A coterie of prominent Labor-linked arts identities has proposed a 1% tax on James Packer’s revenue from a second Sydney Casino.
An influential ginger group of rank-and-file ALP members are demanding a 1% “Packer tax” on revenue from Crown’s proposed $1 billion Barangaroo gambling den be siphoned to the arts to better align a second casino licence with Labor values.
This week, NSW MPs from both sides of the chamber lined up to back a second licence for Sydney in 2019, effectively green-lighting James Packer’s plans for a 170-metre high waterside whale sanctuary aimed at Asian high rollers.
The Sydney Arts Alliance, convened by leading Labor left figure and Lord Mayor preselection heavy-hitter Damian Spruce — and including Evan Hughes, the son of famous artist and gallery owner Ray Hughes — is fighting back, dispatching emails to shadow arts minister Nathan Rees, Paul Keating (who reckons Packer’s “dancing diva” should be higher) and Liberal gaming minister George Souris to secure a multi-million dollar chop out.
In a proposal letter sent to Rees and Keating and obtained by Crikey, the SAA says 1% of revenue from the new casino should be paid into an “Arts Acquisition and Grants Fund” to purchase art for leading institutions, and provide grants for local creatives. A board of trustees comprising representatives from the Museum of Contemporary Art and the Art Gallery of NSW would administer the fund.
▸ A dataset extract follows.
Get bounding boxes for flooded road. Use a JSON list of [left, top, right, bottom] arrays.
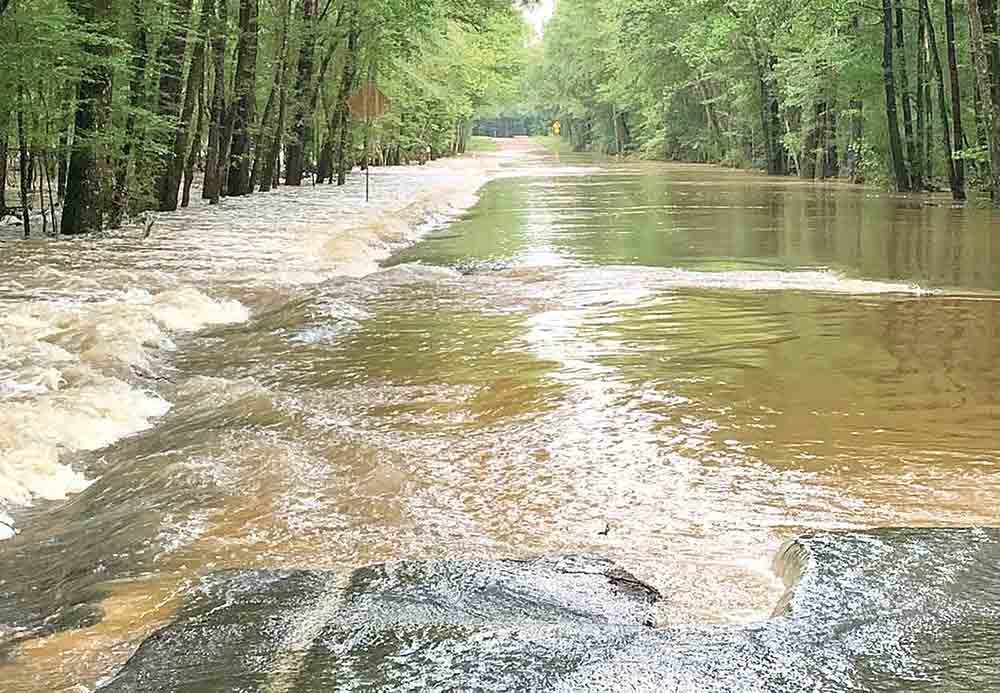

Packer was holding court at the MCA last night to explain how the high-roller haven would be “something special” for Sydney.
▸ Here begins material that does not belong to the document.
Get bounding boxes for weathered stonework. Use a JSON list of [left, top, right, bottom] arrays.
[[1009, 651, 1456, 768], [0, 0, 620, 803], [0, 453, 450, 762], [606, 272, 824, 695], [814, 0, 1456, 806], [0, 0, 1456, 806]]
At present, there is no guarantee how much largesse Crown would end up returning to state coffers. Current licence holder Echo Entertainment paid $100 million for the right to its monopoly licence but Barry O’Farrell hinted yesterday that because the VIP vice hub wasn’t a proper casino it could well be waved through gratis.
Labor’s shadow cabinet, led by Labor Left planning spokesman Luke Foley, ended up independently supporting plans for a second Sydney licence, despite Labor Right glimmer twins Karl Bitar and Mark Arbib’s ineffective attempts to agitate for their lap-banded boss behind the scenes. Foley told Crikey this morning that he was “aware of the proposal and it’s certainly worth serious consideration as Labor develops policy for the 2015 election”.
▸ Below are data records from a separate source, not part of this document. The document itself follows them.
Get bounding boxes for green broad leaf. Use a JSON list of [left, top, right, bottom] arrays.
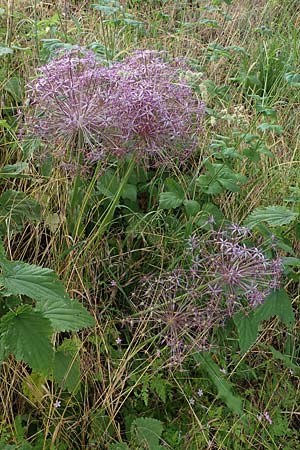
[[165, 177, 185, 200], [108, 442, 130, 450], [121, 183, 137, 202], [53, 339, 80, 393], [197, 175, 224, 195], [183, 200, 200, 216], [193, 353, 243, 416], [233, 312, 259, 354], [254, 289, 295, 327], [0, 305, 53, 372], [219, 178, 240, 192], [0, 162, 28, 179], [131, 417, 163, 450], [36, 298, 95, 331], [245, 206, 298, 228], [284, 72, 300, 86], [159, 192, 183, 209], [0, 189, 41, 222], [266, 345, 300, 373], [0, 260, 69, 303], [97, 170, 120, 198]]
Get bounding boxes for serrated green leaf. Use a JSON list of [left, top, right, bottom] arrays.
[[97, 170, 120, 198], [266, 345, 300, 372], [254, 289, 295, 326], [165, 177, 185, 200], [183, 200, 200, 216], [193, 353, 243, 415], [245, 206, 298, 228], [0, 305, 53, 372], [121, 183, 137, 202], [36, 298, 95, 331], [131, 417, 163, 450], [0, 260, 68, 301], [159, 192, 183, 209], [233, 312, 259, 353]]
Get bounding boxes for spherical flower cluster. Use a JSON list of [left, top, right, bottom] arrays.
[[134, 225, 282, 363], [26, 47, 204, 164]]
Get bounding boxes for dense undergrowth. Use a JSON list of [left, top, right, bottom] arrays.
[[0, 0, 300, 450]]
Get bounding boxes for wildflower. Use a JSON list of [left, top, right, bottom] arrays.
[[27, 47, 106, 150], [264, 411, 273, 425], [133, 225, 282, 364], [197, 389, 203, 397], [102, 51, 204, 163], [53, 400, 61, 408], [26, 47, 204, 164]]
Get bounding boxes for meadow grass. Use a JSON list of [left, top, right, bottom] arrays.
[[0, 0, 300, 450]]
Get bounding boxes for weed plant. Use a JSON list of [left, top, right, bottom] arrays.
[[0, 0, 300, 450]]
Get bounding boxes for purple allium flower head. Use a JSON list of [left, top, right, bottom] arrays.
[[27, 47, 105, 149], [198, 229, 282, 315], [131, 225, 282, 363], [102, 51, 204, 164], [26, 47, 204, 165]]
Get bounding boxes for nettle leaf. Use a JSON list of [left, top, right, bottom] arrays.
[[121, 183, 137, 202], [183, 200, 200, 216], [97, 170, 120, 198], [245, 206, 298, 228], [0, 305, 53, 372], [233, 312, 259, 354], [131, 417, 163, 450], [0, 260, 68, 301], [159, 192, 183, 209], [36, 298, 95, 331], [233, 289, 295, 353], [193, 352, 243, 416]]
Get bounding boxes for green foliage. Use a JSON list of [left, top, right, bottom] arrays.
[[234, 289, 295, 353], [131, 417, 163, 450], [0, 305, 53, 372], [193, 353, 243, 416], [197, 161, 247, 195], [0, 243, 94, 372]]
Crown says the new casino could inject $400 million into the state economy, although it is unclear how the benefits of the bonanza would actually be divvied up. O’Farrell said yesterday the Asian gambling-tourism trade is worth $1 billion.
In its letter, the SAA notes that Sydney sole licence holder Echo Entertainment’s $1.6 billion revenue last financial year would translate into $16 million for the fund — a small hit to the group’s bottom line but a substantial sum in the arts world.
The idea has been on the table for six months and has sought input from a number of high-level Harbour City arts figures. In a 10 point internal memo sent this week to senior Labor figures, Hughes argues that the Art Gallery of NSW is falling behind other institutions like Queensland’s GOMA, Victoria’s NGV, the NGA and David Walsh’s MONA due to a lack of government support. O’Farrell has made it clear that state revenue will not be used for AGNSW acquisitions.
Hughes says the 1% Packer levy would also let Labor counter the progressive drift to the Greens and Clover Moore: “The Arts industry has always traditionally been loyal to Labor, the artists have always been traditionally loyal to Labor and it is time for the party to make a move which could be extremely positive PR as well as a highly meaningful amount of money to bolster the arts economy in NSW which is failing.”
The plan draws inspiration from the United Kingdom where 28% of lottery revenue goes to “good causes” with an additional 12% going to consolidated revenue — around 850 million pounds is slated to be invested between 2011 and 2015. In Chicago, the Percent-for-Art Ordinance mandates that 1.33% of the construction or renovation cost of public buildings be set aside for original artwork.
ALP Surry Hills branch president and SAA member Blake Briggs told Crikey the proposal would support Packer’s claims to be a staunch defender of Australia’s culture:
“James Packer has spent big on TV ads promoting Crown Casino as contributing to Australia’s culture. Here is his chance to show that he is genuine. The arts in Sydney has great potential, but is underfunded due to government budget pressures. This is an innovative solution to that problem that the government can get behind. The amount of money we are talking about is small feed for the casino industry, but it would re-energise arts in NSW,” Briggs said.
Despite its lack of numbers in the Legislative Assembly, the decision by NSW Labor to support the Packer plan adds to its momentum and appears to guarantee any related bill safe passage if it were to come before the upper house.
Interestingly, Foley, a former ALP assistant general secretary, was keen to de-emphasise the role played by Arbib and Bitar, saying that the NSW opposition was mature enough to liaise directly with Packer. During their time as ALP general secretaries, the duo were notorious for denying Foley basic resources, at one point banning access to the party’s membership database.
Crown’s Bitar did not respond to Crikey’s request to comment on the matter this morning.